Biostatistics written project:
For your final project, you may choose any type of data set, whether it is one that you go out and collect or one that you find published elsewhere (design, analysis and interpretation), about a real or hypothetical case of study.
Process of statistics:
Use the following process:
A. Design of experiment:
This includes knowing what an adequate population is, whether the population sampled is appropriate to the question, and also what the necessary sample sizes are.
B. Sampling:
For sampling, we need to know whether it was random (implying the use of a random number generator), haphazard (whoever you happened to grab), or nonrandom (biased toward a certain result).
C. Data collection:
In data collection, we need to be certain of the accuracy and consistency of the data collection, such as whether it was done by multiple observers or across different time frames.
D. Data presentation:
The graphical representation of data needs to be clear, and misleading or difficult to understand results need to be presented carefully.
E. Descriptive statistics:
This includes range (highest to lowest value obtained) and central tendency (mean, median, mode).
F. Statistical analyses:
We need to know what procedures to apply, and how many to apply.
G. Presentation of results:
How are results presented in a written presentation?
Guidelines for the various stages of Investigation:
You must be oriented that this project is about statistical thinking, much more than about statistical computation. Statistical thinking is required at all stages of an investigation into data, including:
1. Planning the Study:
• Here, we must understand the problem, then formulate it in statistical terms, being sure to clarify the scientific objectives carefully. This requires an extensive search of the literature and, mostly, forces us to ask lots of questions.
• Once we understand the problem, we can plan the data collection. We certainly want to balance the effort expended (and expense incurred) in collecting data with our efforts to analyze them. How the data are collected is crucial to determining our eventual analysis. Mistakes made here can rarely be overcome with nifty “analytical” work down the line.
2. Collecting the Data:
• Gathering data is not done haphazardly and well simultaneously, and poorly gathered data is often worse than no data at all. Gathering data will take 3 times as long as it “should” if you are working as part of a very experienced team, and have been through similar processes multiple times.

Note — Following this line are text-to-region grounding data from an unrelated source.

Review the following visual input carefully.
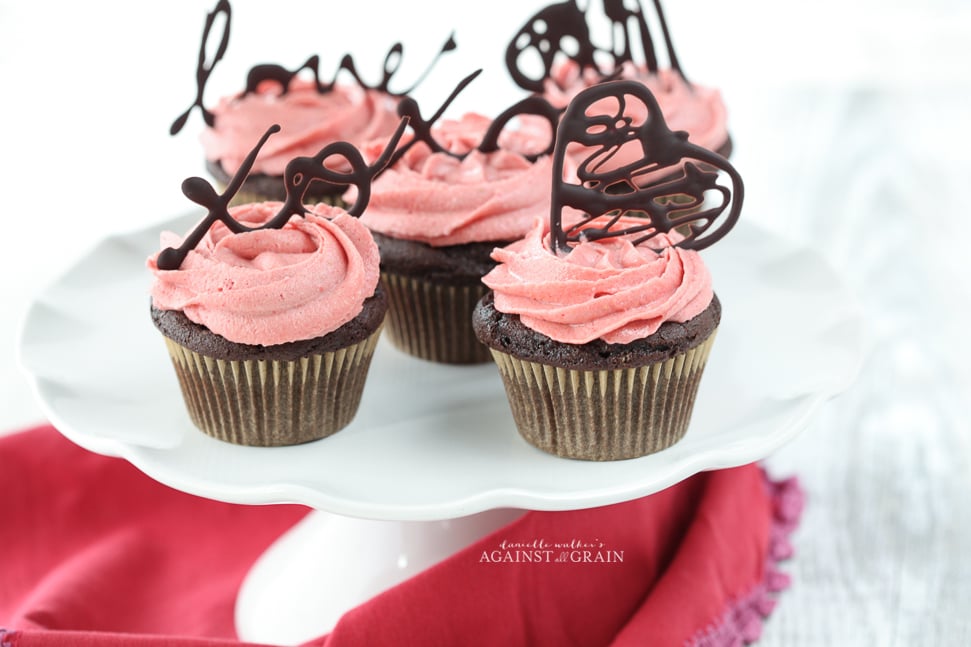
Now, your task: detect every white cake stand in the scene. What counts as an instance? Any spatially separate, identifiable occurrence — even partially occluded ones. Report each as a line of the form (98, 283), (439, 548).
(19, 214), (863, 645)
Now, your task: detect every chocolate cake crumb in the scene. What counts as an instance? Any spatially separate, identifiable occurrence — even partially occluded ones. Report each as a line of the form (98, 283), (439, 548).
(473, 292), (720, 371)
(151, 287), (387, 362)
(371, 231), (509, 285)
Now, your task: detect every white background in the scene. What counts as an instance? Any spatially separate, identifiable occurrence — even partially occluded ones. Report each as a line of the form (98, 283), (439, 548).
(2, 1), (971, 644)
(1, 1), (967, 430)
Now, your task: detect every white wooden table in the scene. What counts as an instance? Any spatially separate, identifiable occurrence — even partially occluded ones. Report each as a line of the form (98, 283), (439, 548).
(756, 84), (971, 645)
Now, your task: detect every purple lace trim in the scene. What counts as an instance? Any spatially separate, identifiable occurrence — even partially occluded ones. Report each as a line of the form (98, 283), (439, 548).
(686, 472), (804, 647)
(0, 628), (15, 647)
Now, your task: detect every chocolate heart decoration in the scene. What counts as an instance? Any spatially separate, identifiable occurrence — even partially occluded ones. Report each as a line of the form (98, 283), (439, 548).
(549, 80), (742, 254)
(170, 0), (456, 135)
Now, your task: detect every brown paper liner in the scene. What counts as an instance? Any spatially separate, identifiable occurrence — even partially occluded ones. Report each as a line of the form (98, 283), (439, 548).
(164, 329), (381, 446)
(380, 272), (492, 364)
(489, 331), (717, 460)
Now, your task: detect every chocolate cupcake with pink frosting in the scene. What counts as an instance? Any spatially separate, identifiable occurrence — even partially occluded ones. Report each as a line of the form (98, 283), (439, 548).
(473, 81), (743, 460)
(351, 90), (565, 365)
(171, 0), (454, 207)
(506, 0), (732, 172)
(147, 123), (405, 446)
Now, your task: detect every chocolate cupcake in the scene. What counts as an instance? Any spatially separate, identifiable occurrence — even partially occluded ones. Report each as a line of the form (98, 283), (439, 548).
(368, 232), (503, 364)
(170, 0), (454, 206)
(150, 286), (386, 446)
(354, 97), (563, 365)
(474, 292), (719, 460)
(474, 81), (744, 460)
(147, 123), (404, 446)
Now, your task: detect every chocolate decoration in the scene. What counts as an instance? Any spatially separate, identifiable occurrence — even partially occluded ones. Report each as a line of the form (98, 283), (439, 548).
(478, 96), (562, 160)
(390, 74), (563, 167)
(506, 0), (686, 94)
(505, 1), (599, 93)
(170, 0), (455, 134)
(602, 0), (684, 77)
(240, 34), (457, 98)
(548, 80), (742, 254)
(389, 69), (484, 166)
(170, 0), (231, 135)
(156, 118), (410, 271)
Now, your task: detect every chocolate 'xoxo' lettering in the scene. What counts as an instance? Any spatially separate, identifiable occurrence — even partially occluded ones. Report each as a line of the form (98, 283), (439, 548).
(392, 81), (563, 166)
(156, 118), (408, 271)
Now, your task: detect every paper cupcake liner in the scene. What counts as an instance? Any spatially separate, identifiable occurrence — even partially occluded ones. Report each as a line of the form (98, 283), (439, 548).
(164, 329), (381, 446)
(380, 272), (492, 364)
(489, 331), (717, 460)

Otherwise, it will take at least 5 times as long. Early timelines are always wildly optimistic, especially since HIPAA.
• After data collection, we need to process the data into a suitable form for analysis. This is another time sink – but a crucial one. Some sort of initial data analysis is mandatory, where we look at the data through graphical and numerical summaries, hunting for problems in data cleaning, outliers, surprising values of variables and combinations of variables, etc. Should you find a statistical programmer who is eager to do and very capable of doing this kind of work, hold onto them as if your life depends on it.
3. Analyzing the Results:
• Having assessed the data’s structure and quality, through checks of coding, typing and editing, and a thorough data cleaning, we then describe the data, identifying interesting features. Often, such a summary reveals much useful information, and guides further work. Statistical work is iterative. One look at data teaches us what to look at next.
• In selecting and carrying out more detailed analyses, we often assume a model structure and use it to test hypotheses. Our primary obligation is to investigate the plausibility of the assumptions of our model, usually through graphical and numerical summaries of the data and of model residuals. We then consider refinements of the model in light of our investigations in an attempt to find the best description of the phenomenon of interest.
4. Interpreting the Analyses:
• Having formulated a sensible model for the data, fit it, and checked the quality of fit, we can move on to interpreting the results. Often, this takes the form of comparing findings with prior results and (perhaps) acquiring further data to confirm findings.
5. Presenting the Study:
• Finally, we need to present the conclusions of the study effectively. Statisticians have much to say about useful presentation of data and inferential results. The key point is to let the data speak for themselves, convincingly.